Randa Daouk, president of the Lebanese Foundation for the National Library, described the facility’s completion as her organization’s “highest ambition.”

Cabinet created the foundation in 2000 to assist the Culture Ministry in the renovating the library. That same year, the foundation launched the Rehabilitation Project of the National Library, with financial support from the European Commission in Lebanon and the Culture Ministry.

For the next three years, the project organized and archived some of Lebanon’s oldest collections of books, dating back at least a century. The collections originally belonged to 19th-century Lebanese philanthropist Philippe de Tarrazi, Daouk said.

In 1922, the Lebanese bibliophile donated an estimated 200,000 documents to the “Prussian Deaconess” school in Downtown.

According to Daouk, de Tarrazi had intended to establish a national library using his personal collection.

The collection grew over the years, but efforts to establish the library were quickly abandoned with the onset of the Lebanese Civil War in 1975.

Many of the documents were destroyed as casualties of war, and efforts were more focused on their preservation rather than the collection’s growth.

It was not until 2000 that with European financing, a formalized project began to piece the scattered documents together.

In October 2005, Qatar made a $25 million donation that secured the site of the new National Library, to be housed in the Lebanese University’s former law department building hidden behind an enclosure of trees in Beirut’s Sanayeh.

Gelnar Atoui Saad, the library’s project manager since 2005, recounted the series of obstacles that hindered the library’s realization.

“Between the 2006 Israeli War, lack of enthusiasm and of course the presidential vacuum, there were so many obstacles that prevented the swift renovation of the library,” Atoui Saad told The Daily Star.

The first few years focused on architectural planning and logistics, with the physical renovation of the building and the construction of an extension beginning in 2010.

Between 2014 and 2015, Atoui Saad added, progress was stalled in light of the presidential vacuum, starting again when Ghattas Khoury was appointed culture minister.

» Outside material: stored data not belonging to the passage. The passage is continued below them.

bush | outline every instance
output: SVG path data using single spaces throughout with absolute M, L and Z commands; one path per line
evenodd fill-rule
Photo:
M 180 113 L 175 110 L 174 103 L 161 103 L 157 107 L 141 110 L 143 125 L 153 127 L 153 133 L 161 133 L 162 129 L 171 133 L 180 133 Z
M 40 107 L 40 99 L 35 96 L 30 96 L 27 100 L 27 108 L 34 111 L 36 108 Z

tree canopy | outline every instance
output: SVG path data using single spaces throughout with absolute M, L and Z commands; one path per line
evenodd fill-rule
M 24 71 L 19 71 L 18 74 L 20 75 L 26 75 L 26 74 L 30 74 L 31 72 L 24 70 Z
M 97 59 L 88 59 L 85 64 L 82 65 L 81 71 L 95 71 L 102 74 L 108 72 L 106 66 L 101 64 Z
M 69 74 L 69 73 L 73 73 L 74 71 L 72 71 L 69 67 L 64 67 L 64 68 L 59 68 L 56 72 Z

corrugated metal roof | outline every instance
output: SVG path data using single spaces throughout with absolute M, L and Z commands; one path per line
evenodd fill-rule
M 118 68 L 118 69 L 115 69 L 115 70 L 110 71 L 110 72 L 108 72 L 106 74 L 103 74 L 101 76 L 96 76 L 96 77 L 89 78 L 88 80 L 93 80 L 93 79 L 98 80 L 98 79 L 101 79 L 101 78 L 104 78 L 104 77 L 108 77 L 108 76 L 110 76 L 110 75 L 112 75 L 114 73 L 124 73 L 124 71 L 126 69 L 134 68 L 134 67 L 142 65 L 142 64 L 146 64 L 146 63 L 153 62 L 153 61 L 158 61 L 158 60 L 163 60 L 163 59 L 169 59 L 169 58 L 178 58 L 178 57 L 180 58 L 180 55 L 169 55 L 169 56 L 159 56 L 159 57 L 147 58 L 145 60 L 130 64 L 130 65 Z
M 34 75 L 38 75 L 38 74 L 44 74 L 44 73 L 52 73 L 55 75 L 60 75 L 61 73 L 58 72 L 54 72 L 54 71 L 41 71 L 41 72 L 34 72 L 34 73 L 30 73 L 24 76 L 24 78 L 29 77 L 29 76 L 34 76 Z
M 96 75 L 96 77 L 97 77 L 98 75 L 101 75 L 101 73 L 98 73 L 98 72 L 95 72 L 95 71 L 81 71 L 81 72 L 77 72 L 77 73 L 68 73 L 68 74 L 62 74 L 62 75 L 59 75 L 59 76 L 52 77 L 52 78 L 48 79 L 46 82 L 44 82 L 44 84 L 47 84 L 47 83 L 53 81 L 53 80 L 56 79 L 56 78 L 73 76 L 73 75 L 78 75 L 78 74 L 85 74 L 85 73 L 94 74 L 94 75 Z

The project finally finished at the end of November 2017.

Despite the completion of construction, the final mission of transferring the various collections of books and documents into the library took several months.

The entire project was completed by June this year.

At the time, Khoury told The Daily Star that the public would have to wait for President Michel Aoun to decide when the library’s doors would open. Khoury could not be contacted for an updated comment before publication.

At the inauguration, Aoun is expected to make a speech in the presence of Prime Minister-designate Saad Hariri, university presidents, cultural figures and state officials, according to a statement from his office.

“Our main objective has been the preservation of this national treasure so our country can have a history to stand upon, as well as a prosperous and hopeful future,” Daouk said.